Jednym z kryteriów diagnostycznych
oceniających patologię nerwu pośrodkowego jest pole jego powierzchni przekroju przy
„wejściu” do kanału nadgarstka oceniane
badaniem ultrasonograficznym. Według
niektórych doniesień pole powierzchni >
10 mm2,, a nawet już > 9mm2 jest jednym
z lepszych pojedynczych kryteriów oceniających patologię nerwu pośrodkowego w
diagnostyce ZCN [11,12].
W związku z publikacjami wskazującymi
na wpływ przetoki AV na patologię nerwu
pośrodkowego, postanowiliśmy ocenić jej
wpływ na pole powierzchni przekroju w/w
nerwu u pacjentów hemodializowanych z
wytworzoną przetoką AV.
Materiał i metody
Badanie wykonano u 30 (15 kobiet i
15 mężczyzn) pacjentów w 4 i 5 stadium
przewlekłej choroby nerek, w wieku 58,7
± 16,2 lat hospitalizowanych w Oddziale
Nefrologicznym WSS im.

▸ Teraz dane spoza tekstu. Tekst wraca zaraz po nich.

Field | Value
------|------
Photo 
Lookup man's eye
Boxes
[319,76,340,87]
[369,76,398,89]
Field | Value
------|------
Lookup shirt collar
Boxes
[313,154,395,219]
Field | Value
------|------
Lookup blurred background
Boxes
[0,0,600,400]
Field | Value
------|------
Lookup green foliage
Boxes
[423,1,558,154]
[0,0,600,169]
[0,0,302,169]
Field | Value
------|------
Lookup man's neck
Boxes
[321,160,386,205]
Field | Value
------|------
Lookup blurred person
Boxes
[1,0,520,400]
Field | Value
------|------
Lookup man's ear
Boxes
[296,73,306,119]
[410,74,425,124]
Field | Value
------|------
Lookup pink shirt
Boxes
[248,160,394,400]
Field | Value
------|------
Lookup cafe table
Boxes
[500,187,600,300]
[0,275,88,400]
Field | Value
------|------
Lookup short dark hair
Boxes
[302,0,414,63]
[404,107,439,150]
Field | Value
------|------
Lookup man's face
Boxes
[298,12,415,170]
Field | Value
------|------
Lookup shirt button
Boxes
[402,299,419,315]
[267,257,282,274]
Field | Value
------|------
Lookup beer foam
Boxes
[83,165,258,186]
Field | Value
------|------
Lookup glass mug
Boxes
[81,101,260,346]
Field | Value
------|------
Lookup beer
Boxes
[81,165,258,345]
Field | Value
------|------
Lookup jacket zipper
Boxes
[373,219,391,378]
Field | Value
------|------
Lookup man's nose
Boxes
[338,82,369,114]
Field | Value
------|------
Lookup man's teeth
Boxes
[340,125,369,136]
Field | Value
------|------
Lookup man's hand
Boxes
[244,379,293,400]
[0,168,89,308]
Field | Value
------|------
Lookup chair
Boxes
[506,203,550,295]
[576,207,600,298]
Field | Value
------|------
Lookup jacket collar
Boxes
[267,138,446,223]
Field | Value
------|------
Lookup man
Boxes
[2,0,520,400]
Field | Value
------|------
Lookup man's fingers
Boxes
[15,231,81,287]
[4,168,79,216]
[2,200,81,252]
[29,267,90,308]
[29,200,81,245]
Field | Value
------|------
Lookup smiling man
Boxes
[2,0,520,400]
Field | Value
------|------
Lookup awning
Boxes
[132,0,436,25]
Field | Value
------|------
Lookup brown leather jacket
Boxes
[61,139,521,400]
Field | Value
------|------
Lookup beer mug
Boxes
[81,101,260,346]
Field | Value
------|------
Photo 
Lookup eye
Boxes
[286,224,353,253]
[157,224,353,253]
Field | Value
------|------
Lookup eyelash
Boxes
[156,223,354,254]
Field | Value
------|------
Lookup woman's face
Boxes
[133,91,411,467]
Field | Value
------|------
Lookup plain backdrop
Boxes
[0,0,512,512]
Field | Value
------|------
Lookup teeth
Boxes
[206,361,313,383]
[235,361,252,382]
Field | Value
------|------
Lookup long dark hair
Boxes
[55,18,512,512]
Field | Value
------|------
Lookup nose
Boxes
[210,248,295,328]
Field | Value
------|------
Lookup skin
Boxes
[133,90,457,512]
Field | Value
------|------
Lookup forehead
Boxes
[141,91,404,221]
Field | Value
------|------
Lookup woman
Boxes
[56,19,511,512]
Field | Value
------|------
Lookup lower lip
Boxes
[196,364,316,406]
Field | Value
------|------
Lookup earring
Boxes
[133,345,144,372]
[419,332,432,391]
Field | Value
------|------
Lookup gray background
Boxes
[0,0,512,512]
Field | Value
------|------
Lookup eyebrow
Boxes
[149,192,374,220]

M. Kopernika.
Spośród tej grupy, 15 pacjentów było leczonych nerkozastępczo, i miało wytworzoną
przetokę tętniczo-żylną zlokalizowaną na
lewym przedramieniu. Grupę kontrolną
stanowiło 15 (9 kobiet, 6 mężczyzn) osób
zdrowych w wieku 62,1 ± 5,4 lat. Wszyscy
pacjenci, zarówno z grupy badanej, jak i
kontrolnej byli praworęczni.
Badanie ultrasonograficzne było wy86
konywane aparatem Toshiba Aplio Mx z
użyciem głowicy liniowej 12 MHz. Aby ograniczyć do minimum ryzyko błędu, wszystkie
badania były wykonane jednym aparatem i
przez jednego lekarza radiologa.
Celem badania była ultrasonograficzna
ocena nerwu pośrodkowego przy wejściu do
kanału nadgarstka na wysokości proksymalnego brzegu troczka zginaczy oraz ocena
mięśni kłębu kciuka. Łącznie zbadano 90
nadgarstków. Oceniano pole powierzchni
przekroju nerwu pośrodkowego, jego ruchomość oraz szerokość mięśni kłębów
kciuków. Niezależnie od wyżej ocenianych
parametrów u wszystkich osób objętych
badaniem wykonywano test Phalena, odwrócony test Phalena oraz test Tinnela.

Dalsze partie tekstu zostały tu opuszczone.